Agree if you can't absorb 6 months of no rent, legal fees to evict tenants and expensive repairs don't do it

Also bear in mind capital gains tax when you sell

1DAD2KIDS Mon 08-Feb-16 12:05:31

Also bear in mind if things go wrong it can get stressfull. I was completely gutted to see the state the last tenants left me property in. You wouldn't believe the things I found. Obviously some people never have a problem. That is part a mater of good vetting and part a matter of luck. Luckily I have never had to deal with a lengthy eviction. But if you already have a stressful life consider the impact on your personal life if there is problems.

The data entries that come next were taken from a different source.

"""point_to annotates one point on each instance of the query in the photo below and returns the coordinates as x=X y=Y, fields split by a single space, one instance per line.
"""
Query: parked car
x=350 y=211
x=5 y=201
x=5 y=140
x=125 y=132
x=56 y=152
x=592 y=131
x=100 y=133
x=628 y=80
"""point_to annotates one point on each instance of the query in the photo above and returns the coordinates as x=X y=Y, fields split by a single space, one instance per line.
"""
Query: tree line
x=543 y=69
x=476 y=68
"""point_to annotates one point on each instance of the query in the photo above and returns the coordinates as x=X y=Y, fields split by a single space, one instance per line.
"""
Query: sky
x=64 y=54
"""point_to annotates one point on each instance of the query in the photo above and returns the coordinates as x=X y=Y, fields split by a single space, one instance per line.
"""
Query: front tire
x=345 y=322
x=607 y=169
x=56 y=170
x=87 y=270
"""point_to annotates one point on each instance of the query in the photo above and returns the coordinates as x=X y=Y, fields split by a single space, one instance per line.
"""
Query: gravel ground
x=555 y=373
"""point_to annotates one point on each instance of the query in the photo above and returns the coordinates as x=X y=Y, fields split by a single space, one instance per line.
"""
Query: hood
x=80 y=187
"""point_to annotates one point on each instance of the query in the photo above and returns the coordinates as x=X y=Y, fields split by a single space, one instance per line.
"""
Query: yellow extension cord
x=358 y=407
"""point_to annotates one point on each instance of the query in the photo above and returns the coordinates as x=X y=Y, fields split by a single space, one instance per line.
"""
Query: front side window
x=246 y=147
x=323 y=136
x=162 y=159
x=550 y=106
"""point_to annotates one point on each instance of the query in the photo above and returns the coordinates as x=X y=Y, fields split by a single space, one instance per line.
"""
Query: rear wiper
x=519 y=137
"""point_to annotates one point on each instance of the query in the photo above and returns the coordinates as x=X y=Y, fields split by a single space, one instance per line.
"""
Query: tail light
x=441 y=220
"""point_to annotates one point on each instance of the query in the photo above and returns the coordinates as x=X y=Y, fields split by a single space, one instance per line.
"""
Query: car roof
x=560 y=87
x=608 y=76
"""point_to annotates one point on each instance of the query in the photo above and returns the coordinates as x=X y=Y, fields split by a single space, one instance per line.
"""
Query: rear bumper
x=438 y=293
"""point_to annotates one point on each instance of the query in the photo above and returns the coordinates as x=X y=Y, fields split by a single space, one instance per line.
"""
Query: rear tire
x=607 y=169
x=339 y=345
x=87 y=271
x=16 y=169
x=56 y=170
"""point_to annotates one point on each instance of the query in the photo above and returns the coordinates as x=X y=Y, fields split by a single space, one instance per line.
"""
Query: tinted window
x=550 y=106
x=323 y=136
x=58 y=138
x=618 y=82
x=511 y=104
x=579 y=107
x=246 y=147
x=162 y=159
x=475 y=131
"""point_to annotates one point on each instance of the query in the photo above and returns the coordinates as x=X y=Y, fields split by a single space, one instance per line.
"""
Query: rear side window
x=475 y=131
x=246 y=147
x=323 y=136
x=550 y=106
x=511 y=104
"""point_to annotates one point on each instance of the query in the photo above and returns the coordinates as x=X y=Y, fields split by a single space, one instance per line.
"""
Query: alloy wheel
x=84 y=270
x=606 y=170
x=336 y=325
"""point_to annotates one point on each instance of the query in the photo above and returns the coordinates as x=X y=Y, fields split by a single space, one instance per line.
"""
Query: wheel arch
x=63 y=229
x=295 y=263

sootica Mon 08-Feb-16 12:22:22

I would also recommend meeting the tenants personally before agreeing to let to them. If I don't get a good feeling about them I will not let my property to them! Trust your instincts !

tuesday123 Thu 03-Mar-16 23:22:42

If youve got a nice house in a nice area and charging decent rent, you should get nice people in and it'll be stress free (from personal experience).
I always meet the tenants and try to be good to them working on if you're good to them then they'll be less likely to let you down. (Worked so far for me).

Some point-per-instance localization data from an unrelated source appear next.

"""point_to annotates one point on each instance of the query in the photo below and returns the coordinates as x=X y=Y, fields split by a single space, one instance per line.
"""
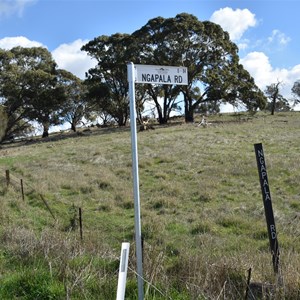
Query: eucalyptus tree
x=277 y=101
x=110 y=74
x=205 y=49
x=20 y=71
x=296 y=92
x=75 y=107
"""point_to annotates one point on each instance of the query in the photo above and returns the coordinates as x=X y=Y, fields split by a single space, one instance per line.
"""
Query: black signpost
x=264 y=183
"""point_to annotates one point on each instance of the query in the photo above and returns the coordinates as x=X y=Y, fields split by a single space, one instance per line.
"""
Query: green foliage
x=3 y=122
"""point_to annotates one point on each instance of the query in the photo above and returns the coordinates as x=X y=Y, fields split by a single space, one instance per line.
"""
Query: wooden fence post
x=7 y=178
x=80 y=223
x=22 y=190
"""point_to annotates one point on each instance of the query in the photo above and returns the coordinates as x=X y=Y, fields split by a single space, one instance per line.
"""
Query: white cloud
x=260 y=68
x=9 y=42
x=10 y=7
x=236 y=22
x=72 y=59
x=279 y=37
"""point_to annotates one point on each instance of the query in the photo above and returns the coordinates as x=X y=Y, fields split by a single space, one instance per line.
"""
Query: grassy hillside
x=202 y=213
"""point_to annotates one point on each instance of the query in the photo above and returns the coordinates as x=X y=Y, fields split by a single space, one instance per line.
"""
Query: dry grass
x=202 y=212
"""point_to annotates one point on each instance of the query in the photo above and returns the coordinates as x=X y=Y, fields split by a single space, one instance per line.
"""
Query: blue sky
x=266 y=31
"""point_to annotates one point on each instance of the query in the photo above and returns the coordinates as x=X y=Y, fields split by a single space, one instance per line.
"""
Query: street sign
x=161 y=74
x=151 y=75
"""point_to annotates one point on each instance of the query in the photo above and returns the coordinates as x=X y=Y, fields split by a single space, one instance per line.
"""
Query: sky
x=266 y=31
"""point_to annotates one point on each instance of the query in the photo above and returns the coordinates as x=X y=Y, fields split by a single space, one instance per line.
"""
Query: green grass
x=201 y=209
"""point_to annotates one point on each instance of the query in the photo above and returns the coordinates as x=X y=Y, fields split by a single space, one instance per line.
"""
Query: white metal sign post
x=153 y=75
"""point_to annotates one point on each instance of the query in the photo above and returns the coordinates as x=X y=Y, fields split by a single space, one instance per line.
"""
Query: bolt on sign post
x=147 y=74
x=264 y=183
x=123 y=271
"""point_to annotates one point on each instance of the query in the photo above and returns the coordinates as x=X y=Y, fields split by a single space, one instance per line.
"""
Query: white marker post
x=123 y=271
x=135 y=172
x=155 y=75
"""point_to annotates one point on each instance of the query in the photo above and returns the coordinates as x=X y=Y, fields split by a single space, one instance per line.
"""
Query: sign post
x=264 y=183
x=153 y=75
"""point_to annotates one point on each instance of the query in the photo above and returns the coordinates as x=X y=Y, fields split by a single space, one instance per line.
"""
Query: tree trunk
x=73 y=127
x=45 y=130
x=188 y=110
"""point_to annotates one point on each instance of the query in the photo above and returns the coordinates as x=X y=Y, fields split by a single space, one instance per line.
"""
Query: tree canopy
x=214 y=72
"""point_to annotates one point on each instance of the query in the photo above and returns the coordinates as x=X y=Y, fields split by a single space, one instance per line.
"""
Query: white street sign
x=153 y=75
x=161 y=74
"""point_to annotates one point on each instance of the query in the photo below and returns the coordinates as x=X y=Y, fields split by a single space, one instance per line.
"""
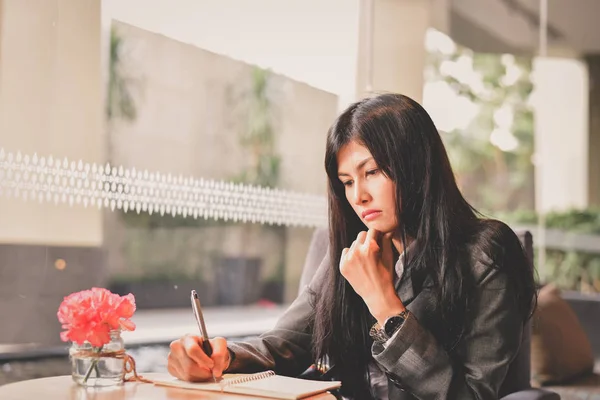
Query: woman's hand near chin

journey2013 Fri 04-Mar-16 10:56:02

Thank you all for your comments, apologies for such a late reply i thought nobody had replied as i didnt get the email to to say there was a new post...thank you :-)

Its still empty at the moment, have a friend who is selling his properties and recommended investing in a fund or directly in stocks as he got fed up with the hassle factor involved with property ...............need to think over our options.......any thoughts anyone ?

specialsubject Sat 05-Mar-16 14:53:59

have you done the sums I recommended? That should help you decide if the property is going to be worth renting out.

tuesday123 Sat 05-Mar-16 22:09:30

i find property a bit of a safer gamble (never done stocks and just not comfortable starting until I have a bit of a buffer financially)

My first property I rented out, just happened out of chance. When I realised how easy it was I was keen to invest again in property. I'm now more laid back about it as i know what to expect each year. I would never buy a property in a 'rough area' and I always rent to young professionals who seem to be relatively hassle free.

paintandbrush Sat 26-Mar-16 18:54:55

Renting's a pretty stable option, but do a thorough bg check and make sure you've seen bloody good references from your prospective tenant's last landlord.
Another downside is inevitable damage to the fabric of the building. Part of the deal even with the best tenants.